The car we were on had different doors from what you'd expect on a subway. Instead of two panels that slide to either side, they had four-paneled doors that opened in a bi-fold fashion, much like you might find on a closet in your house. They fold in, so that if you are standing within about a foot of the door, you're going to get hit by it.

Guess where Stoner 1 and Stoner 2 insisted on standing. They spent the whole trip within bi-fold distance, with one of the two in particular getting whacked repeatedly. Yet as exasperated as he got, he never made an attempt to stand closer to the interior of the train.

When we finally reached our stop at Clark and Lake, they were standing in front of the door that was about to open. With our suitcases -- and the ridiculously short time the doors stay open on the Chicago MTA system -- I wanted to ensure we got off the train quickly, so I asked them to move as we pulled into the station, saving him another bruise.

But I'm sure he got whacked again before getting out.

Sunday, August 12, 2007

Chicago stories: Lou Malnati's

(I could basically chronicle our trip to Chicago last weekend in each of my three blogs -- my baseball blog, because we went to a Mets-Cubs game at Wrigley; my general blog, because that's where I tend to record everyday stuff; and this one, because my original plan with this was to post photos with some frequency and tell the stories behind them and whatnot. As I was browsing through them in my Flickr account, I decided to explain this one, then came up with the idea to post the photo and account here. Seems like a good idea to do with other pics from the trip, so we'll see how well I stick to that plan.)

[Photo by the wife.]

So we wake up slowly on Saturday morning after sleeping in and miss the free "breakfast" (Lender's bagels, yogurt and boxed cereal) offered by the Hampton Inn Downtown. "No problem," we say. "We'll just go straight to Lou Malnati's for deep dish on an empty stomach." (Which was a perfect plan, by the way.)

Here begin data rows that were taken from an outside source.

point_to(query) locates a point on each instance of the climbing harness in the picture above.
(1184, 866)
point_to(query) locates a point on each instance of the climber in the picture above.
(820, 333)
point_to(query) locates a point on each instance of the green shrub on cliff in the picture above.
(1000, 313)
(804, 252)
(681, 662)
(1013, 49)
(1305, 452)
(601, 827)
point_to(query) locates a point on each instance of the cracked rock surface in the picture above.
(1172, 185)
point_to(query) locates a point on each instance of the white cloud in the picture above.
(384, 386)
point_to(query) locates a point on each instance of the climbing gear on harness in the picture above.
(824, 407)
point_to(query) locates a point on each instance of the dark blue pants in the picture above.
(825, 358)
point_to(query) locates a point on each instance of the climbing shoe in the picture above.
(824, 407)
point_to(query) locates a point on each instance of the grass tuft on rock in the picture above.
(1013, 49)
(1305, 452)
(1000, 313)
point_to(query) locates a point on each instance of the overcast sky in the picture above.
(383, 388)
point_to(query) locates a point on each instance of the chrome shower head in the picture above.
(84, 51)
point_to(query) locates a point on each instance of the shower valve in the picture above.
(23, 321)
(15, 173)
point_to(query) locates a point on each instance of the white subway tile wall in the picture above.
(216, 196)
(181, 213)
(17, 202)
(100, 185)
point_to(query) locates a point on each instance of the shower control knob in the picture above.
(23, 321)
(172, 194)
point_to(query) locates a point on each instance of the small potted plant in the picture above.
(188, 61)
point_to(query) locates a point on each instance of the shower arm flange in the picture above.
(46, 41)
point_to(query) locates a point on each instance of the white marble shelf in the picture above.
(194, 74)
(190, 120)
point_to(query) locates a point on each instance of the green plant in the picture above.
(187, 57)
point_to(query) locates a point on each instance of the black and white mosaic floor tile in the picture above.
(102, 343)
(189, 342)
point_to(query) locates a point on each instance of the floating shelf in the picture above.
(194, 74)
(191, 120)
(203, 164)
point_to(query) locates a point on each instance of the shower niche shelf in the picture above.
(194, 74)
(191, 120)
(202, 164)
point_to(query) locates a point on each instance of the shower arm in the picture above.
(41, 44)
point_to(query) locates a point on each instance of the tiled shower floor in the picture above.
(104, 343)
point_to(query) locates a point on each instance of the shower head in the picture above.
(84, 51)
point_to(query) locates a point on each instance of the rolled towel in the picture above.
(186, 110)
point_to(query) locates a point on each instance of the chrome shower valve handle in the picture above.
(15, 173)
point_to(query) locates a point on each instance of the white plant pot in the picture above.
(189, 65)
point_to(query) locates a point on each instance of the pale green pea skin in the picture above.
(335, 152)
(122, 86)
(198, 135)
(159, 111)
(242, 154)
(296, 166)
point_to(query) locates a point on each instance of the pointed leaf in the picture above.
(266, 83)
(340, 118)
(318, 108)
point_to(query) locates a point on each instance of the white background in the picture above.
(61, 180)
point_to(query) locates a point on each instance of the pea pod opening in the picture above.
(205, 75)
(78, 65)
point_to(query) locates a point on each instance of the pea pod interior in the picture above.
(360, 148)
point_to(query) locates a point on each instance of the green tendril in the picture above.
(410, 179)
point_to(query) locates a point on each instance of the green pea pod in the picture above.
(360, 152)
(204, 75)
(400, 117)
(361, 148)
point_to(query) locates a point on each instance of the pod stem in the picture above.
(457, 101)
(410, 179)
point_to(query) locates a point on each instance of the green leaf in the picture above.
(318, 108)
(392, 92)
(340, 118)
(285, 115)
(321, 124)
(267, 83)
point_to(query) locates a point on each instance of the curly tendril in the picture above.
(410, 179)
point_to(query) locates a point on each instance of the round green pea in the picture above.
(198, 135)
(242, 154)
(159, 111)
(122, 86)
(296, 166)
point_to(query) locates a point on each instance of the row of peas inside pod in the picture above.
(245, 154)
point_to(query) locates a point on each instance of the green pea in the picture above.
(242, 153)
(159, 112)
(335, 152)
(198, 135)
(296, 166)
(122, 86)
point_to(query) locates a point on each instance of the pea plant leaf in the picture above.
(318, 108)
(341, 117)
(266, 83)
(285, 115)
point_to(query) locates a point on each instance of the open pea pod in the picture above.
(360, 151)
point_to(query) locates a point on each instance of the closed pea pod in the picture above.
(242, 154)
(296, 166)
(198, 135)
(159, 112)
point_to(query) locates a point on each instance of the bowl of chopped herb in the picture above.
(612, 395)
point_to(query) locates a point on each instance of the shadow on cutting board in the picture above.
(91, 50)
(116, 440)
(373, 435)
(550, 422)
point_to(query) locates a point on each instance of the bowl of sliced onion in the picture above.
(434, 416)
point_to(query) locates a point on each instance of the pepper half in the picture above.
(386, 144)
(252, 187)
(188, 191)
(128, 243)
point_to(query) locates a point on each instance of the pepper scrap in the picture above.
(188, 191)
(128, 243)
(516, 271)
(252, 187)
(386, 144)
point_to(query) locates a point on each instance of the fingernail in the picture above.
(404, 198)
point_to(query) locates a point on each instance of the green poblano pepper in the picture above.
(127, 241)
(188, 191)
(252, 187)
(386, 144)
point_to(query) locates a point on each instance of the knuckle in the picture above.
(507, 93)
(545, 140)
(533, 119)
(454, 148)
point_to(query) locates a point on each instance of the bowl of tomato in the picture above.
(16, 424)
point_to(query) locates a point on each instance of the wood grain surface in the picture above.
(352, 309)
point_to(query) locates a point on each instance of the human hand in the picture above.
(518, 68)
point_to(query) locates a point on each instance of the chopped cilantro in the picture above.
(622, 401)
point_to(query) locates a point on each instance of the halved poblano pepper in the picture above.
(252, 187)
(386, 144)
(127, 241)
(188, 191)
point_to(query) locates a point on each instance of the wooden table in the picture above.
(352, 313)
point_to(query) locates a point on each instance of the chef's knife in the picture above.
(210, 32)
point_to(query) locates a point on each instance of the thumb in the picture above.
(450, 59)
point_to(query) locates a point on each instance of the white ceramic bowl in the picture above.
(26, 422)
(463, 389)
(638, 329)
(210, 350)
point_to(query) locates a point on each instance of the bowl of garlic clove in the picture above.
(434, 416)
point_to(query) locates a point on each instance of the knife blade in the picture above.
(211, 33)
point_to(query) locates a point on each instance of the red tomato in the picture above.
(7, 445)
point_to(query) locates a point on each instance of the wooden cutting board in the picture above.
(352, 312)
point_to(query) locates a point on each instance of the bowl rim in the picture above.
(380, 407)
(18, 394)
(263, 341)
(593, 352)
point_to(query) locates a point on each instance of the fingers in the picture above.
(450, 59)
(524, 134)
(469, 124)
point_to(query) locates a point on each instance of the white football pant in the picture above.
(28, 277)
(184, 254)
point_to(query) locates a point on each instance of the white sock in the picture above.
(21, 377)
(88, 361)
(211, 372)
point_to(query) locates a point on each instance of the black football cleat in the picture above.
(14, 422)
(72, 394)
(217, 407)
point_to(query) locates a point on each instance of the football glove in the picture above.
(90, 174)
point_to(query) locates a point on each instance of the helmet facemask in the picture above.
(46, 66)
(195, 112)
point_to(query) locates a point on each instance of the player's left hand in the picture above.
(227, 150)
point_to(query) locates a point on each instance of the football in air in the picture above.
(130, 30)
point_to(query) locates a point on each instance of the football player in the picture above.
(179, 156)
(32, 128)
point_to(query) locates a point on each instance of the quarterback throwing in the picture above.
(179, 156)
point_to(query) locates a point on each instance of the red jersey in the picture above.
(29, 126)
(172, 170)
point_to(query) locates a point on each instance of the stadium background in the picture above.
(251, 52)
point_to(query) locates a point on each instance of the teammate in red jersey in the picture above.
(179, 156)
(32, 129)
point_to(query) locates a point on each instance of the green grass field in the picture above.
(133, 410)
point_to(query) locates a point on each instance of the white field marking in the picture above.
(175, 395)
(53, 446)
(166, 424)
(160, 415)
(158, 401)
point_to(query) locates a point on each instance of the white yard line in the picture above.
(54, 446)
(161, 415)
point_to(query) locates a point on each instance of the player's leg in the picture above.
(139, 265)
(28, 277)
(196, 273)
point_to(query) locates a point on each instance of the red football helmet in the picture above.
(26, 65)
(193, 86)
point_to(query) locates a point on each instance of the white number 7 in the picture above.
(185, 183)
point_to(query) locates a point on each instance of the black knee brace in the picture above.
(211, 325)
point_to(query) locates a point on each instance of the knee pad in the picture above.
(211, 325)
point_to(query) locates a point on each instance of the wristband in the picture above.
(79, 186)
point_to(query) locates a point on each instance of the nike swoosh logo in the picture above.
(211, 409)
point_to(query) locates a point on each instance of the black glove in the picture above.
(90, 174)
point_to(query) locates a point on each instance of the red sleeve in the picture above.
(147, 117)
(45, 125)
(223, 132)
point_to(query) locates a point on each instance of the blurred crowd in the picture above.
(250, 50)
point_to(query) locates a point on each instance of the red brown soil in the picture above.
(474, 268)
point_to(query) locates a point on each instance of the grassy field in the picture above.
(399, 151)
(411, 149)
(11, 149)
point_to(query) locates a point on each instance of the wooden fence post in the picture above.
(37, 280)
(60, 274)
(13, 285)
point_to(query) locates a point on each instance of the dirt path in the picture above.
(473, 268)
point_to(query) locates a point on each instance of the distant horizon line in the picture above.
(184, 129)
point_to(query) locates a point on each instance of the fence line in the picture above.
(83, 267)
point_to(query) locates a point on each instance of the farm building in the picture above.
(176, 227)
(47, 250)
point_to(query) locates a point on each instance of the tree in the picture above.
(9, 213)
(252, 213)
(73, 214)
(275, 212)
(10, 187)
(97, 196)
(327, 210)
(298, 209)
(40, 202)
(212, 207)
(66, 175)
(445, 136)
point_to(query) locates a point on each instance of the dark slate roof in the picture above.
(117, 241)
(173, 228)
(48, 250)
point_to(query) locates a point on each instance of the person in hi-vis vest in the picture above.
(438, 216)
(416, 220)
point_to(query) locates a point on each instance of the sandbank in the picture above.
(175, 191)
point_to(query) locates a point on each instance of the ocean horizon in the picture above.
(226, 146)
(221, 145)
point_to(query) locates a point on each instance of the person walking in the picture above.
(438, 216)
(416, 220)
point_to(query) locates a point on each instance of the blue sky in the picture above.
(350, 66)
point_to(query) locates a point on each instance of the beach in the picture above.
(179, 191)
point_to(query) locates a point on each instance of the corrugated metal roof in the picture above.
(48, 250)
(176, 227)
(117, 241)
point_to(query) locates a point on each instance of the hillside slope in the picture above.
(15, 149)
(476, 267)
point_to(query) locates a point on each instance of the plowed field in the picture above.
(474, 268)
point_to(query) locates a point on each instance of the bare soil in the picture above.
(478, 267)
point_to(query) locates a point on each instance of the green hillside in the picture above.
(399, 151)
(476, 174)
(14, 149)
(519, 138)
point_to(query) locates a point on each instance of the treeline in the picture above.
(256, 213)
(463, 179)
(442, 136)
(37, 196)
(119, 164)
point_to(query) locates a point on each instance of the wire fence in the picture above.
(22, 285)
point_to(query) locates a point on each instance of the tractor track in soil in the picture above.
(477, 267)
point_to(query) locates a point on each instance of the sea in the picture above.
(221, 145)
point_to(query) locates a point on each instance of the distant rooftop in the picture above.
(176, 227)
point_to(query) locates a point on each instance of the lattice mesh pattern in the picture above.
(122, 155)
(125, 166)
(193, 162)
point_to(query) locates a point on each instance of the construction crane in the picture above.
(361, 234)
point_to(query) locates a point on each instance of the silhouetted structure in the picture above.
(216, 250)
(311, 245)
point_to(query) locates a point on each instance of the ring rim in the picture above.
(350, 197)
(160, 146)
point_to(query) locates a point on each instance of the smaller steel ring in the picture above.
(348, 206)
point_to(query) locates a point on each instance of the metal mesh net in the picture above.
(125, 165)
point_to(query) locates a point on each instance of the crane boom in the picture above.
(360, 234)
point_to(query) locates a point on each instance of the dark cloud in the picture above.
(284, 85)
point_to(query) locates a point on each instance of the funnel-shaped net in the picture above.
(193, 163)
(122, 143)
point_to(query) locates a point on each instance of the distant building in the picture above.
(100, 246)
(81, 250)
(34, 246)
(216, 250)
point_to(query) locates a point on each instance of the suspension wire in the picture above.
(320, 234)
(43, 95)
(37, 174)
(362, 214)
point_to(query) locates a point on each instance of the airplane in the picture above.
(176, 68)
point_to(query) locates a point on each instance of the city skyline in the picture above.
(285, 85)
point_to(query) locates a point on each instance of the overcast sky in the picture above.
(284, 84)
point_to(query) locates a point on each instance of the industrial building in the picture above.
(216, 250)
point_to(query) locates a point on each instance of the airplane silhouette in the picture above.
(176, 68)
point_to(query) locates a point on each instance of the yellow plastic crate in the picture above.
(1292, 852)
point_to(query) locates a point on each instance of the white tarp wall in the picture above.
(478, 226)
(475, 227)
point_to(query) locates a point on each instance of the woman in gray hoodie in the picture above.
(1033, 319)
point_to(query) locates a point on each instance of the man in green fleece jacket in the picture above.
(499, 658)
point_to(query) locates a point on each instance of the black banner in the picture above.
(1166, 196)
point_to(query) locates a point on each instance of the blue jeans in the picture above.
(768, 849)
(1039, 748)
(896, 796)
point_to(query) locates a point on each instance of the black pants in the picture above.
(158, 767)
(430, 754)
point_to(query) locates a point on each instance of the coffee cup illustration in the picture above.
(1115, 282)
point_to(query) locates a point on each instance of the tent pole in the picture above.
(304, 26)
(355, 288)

It's a warm day -- not terribly humid, like Sunday would be -- and when we sit down, we're given small glasses of water, as one usually is upon being seated at a restaurant. The waitress takes our order, and while Casey has an iced tea, I say I'm fine with the water for now. Yet when she returns with Casey's tea -- in a huge glass like this one -- she also brings me this water.

Casey and I just stare at each other, bewildered. My plan (and I stuck to it, too) was to order a beer upon the arrival of our pizza. Throughout the course of our lunch, I drank the beer and thwarted the bus boys' attempts to refill my tiny water glass, pointing each time (I think three different bus boys came by) to the bucket of water I had that hadn't been touched.

By the end of the pizza, I'd emptied my pint as well as the small water glass. Just before leaving, I wanted one last sip. It was a prolonged sip, and here it is.